DuPont Released third Quarter earnings on Tuesday, October 20th
Revenue declined 18% to $5.69 billion, missing estimates of $6.27 billion.
The sales drop was mostly due to 12% drop in sales and a 2% drop in prices.
Revened dropped 21% in the U.S, 27% in Europe, the middle East, and Africa.
Even with lower revenue, Dupont managed to increase net income by 11 percent year over year by cutting costs. Net income increased to 409 million, or 45 cents a share, which beat earnings by 12 cents. They decreased costs by about 700 million. In the upcoming quater, managment tends to further decrease costs by shutting plants and cutting jobs.
Full year EPS will be 1.95-2.05, which was narrows the gap from last estimates of 1.70-2.10. However, analysts had the EPS at around $1.83.

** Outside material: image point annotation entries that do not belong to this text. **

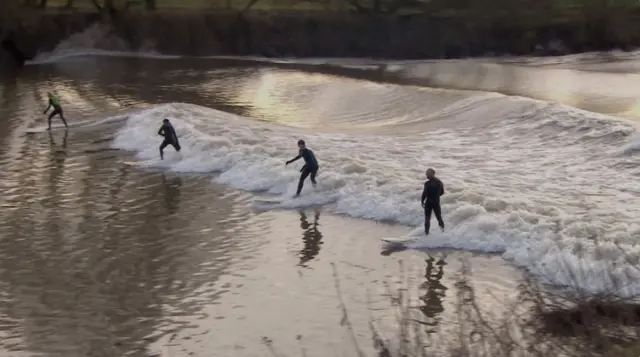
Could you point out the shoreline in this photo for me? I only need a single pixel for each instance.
(313, 34)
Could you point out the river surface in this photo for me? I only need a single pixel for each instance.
(99, 257)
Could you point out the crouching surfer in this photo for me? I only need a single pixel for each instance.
(310, 167)
(54, 102)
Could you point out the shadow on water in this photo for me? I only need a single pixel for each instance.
(172, 193)
(434, 293)
(95, 260)
(311, 237)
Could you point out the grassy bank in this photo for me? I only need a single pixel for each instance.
(539, 322)
(407, 29)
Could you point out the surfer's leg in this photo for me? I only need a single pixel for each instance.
(303, 176)
(313, 177)
(62, 117)
(438, 213)
(427, 218)
(162, 146)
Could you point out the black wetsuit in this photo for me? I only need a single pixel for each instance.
(310, 167)
(57, 110)
(170, 138)
(433, 189)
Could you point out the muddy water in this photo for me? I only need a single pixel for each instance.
(101, 258)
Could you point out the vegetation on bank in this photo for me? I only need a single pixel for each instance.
(538, 322)
(403, 29)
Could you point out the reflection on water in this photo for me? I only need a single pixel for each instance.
(311, 237)
(434, 293)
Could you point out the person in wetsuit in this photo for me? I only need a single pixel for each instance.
(310, 165)
(54, 102)
(170, 137)
(433, 189)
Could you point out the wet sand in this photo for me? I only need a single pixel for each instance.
(100, 258)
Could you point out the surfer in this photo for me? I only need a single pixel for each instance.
(310, 165)
(54, 102)
(170, 137)
(433, 189)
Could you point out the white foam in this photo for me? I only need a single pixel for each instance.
(522, 187)
(95, 41)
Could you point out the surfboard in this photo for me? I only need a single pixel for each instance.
(136, 163)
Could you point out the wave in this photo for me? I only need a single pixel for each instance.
(544, 198)
(95, 41)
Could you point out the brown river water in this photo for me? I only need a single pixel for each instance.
(99, 257)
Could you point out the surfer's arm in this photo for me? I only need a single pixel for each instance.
(294, 159)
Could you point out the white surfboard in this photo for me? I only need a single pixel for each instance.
(399, 240)
(137, 163)
(270, 200)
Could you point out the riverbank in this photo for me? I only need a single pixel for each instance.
(447, 33)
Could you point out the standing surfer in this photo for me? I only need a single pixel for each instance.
(433, 189)
(54, 101)
(170, 137)
(310, 165)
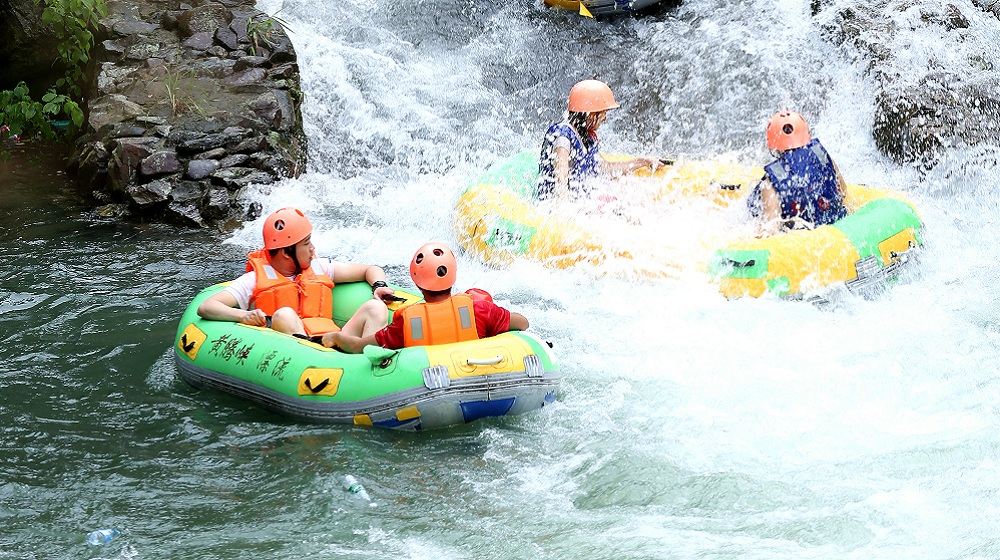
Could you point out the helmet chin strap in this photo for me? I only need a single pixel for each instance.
(290, 251)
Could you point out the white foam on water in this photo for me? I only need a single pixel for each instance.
(688, 424)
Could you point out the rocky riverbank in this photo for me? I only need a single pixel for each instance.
(187, 104)
(930, 97)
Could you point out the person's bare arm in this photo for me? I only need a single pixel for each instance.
(223, 306)
(770, 210)
(561, 167)
(518, 322)
(348, 343)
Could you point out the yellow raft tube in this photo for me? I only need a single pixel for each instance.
(497, 218)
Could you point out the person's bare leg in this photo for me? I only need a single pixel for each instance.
(286, 320)
(369, 318)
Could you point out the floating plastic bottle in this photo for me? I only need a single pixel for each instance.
(102, 536)
(352, 485)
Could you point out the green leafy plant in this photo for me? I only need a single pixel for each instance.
(73, 22)
(20, 113)
(260, 28)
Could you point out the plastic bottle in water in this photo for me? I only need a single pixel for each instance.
(102, 536)
(352, 485)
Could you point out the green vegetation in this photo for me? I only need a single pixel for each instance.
(73, 23)
(259, 30)
(22, 115)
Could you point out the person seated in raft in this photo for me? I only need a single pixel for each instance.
(443, 318)
(289, 289)
(802, 187)
(571, 152)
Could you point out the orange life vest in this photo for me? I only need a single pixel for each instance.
(310, 295)
(444, 322)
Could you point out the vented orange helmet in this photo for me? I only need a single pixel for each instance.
(285, 228)
(591, 96)
(787, 130)
(434, 267)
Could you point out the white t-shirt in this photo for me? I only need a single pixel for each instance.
(242, 288)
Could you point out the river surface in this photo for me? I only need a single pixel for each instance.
(687, 426)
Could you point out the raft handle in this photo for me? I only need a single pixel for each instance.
(484, 361)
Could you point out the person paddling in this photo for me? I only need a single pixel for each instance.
(802, 187)
(287, 288)
(443, 318)
(570, 153)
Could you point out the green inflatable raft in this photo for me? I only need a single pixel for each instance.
(411, 389)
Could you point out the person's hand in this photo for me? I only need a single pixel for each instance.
(254, 318)
(332, 340)
(639, 163)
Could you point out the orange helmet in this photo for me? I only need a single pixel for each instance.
(479, 294)
(591, 96)
(433, 267)
(787, 130)
(285, 228)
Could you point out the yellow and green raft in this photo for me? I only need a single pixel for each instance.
(411, 389)
(498, 219)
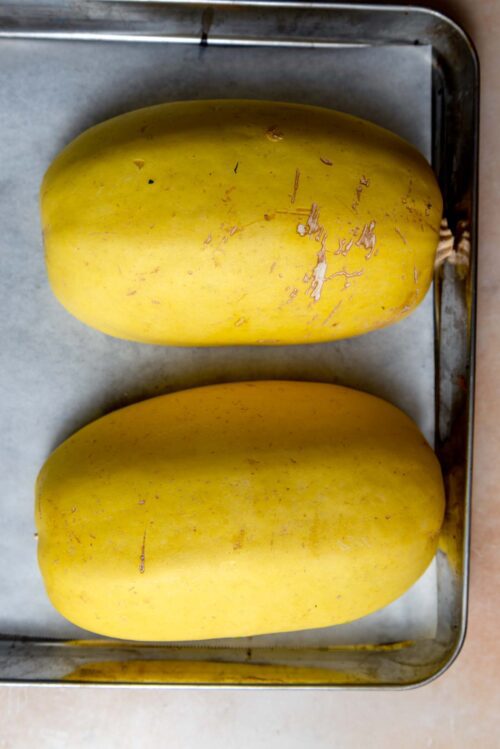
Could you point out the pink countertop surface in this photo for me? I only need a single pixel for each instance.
(460, 709)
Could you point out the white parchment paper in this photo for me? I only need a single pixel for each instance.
(57, 375)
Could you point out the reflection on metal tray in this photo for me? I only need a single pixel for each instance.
(64, 67)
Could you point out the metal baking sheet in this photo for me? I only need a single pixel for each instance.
(59, 74)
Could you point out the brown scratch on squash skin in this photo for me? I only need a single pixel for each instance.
(295, 186)
(344, 247)
(331, 314)
(274, 134)
(312, 225)
(368, 239)
(142, 558)
(347, 276)
(363, 182)
(400, 234)
(295, 212)
(318, 276)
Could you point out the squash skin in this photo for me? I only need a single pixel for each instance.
(235, 510)
(239, 222)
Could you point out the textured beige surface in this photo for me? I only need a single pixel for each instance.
(458, 711)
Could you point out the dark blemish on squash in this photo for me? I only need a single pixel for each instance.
(142, 558)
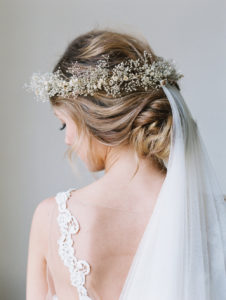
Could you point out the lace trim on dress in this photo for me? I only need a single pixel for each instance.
(69, 225)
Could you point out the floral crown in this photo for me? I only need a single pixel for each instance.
(125, 77)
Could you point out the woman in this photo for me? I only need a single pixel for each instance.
(154, 226)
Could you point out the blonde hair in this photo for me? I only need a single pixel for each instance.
(142, 119)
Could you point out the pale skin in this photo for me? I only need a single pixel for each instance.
(114, 190)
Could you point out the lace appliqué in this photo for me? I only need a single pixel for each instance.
(69, 225)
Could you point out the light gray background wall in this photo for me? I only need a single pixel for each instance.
(33, 36)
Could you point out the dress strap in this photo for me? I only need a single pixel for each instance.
(69, 225)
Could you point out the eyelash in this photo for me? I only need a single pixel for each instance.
(64, 125)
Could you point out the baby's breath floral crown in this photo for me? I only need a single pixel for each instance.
(125, 77)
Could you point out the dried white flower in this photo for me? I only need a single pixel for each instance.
(125, 77)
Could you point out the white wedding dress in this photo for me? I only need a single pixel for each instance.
(182, 253)
(77, 268)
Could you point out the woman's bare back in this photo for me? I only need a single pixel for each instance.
(108, 238)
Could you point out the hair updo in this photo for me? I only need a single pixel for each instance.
(141, 119)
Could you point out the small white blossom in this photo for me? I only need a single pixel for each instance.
(147, 75)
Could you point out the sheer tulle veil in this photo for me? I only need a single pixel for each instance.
(182, 253)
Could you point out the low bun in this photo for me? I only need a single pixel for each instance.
(151, 130)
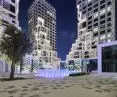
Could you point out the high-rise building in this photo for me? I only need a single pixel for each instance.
(41, 8)
(97, 19)
(43, 53)
(9, 10)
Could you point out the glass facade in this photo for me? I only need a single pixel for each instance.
(109, 59)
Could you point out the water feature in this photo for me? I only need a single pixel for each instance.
(51, 73)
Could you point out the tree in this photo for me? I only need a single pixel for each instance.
(14, 45)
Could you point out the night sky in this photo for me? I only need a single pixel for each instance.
(66, 23)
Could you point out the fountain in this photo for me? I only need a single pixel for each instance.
(51, 73)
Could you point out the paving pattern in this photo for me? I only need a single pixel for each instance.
(84, 86)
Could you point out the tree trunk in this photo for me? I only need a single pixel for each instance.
(12, 71)
(21, 64)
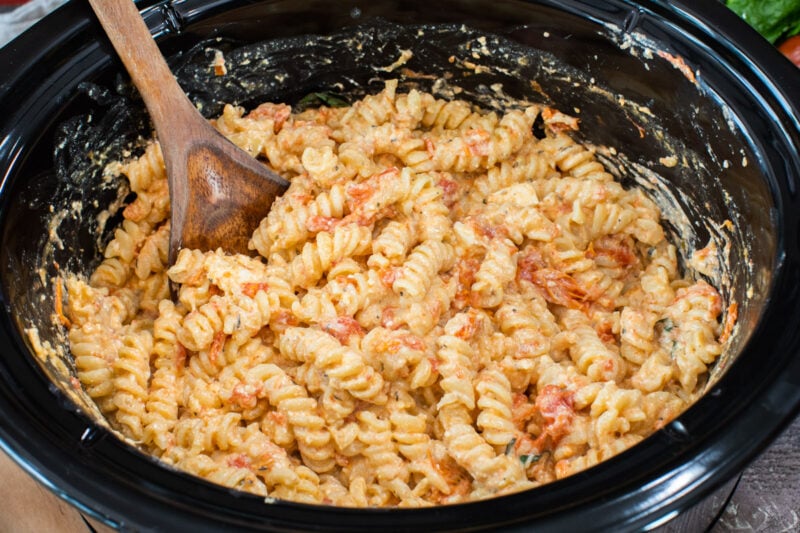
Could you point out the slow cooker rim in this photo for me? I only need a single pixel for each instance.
(789, 263)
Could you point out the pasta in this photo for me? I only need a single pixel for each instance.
(442, 307)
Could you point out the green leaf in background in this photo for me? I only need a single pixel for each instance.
(774, 19)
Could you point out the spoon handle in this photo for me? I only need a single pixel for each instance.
(166, 102)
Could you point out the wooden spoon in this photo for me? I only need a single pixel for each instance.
(218, 193)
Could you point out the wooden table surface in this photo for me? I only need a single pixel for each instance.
(766, 499)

Coatings & Color Technologies and Electronic & Communication Technologies were down by single digit percentages, but but were positive. Performance Materials turned last year's $91 million pre-tax loss to a positive $230 million, however, last years loss was due to a hurricane. Finally, Safety & Protection dipped from $251 million to $93 million on lower demand and an impairment charge..
Overall, Dupont is a good company and there operations are truly unique. Going, foward, at this time we are no long holders of this position and possibly in the future we could reevaluate Dupont and determine any possible buybacks.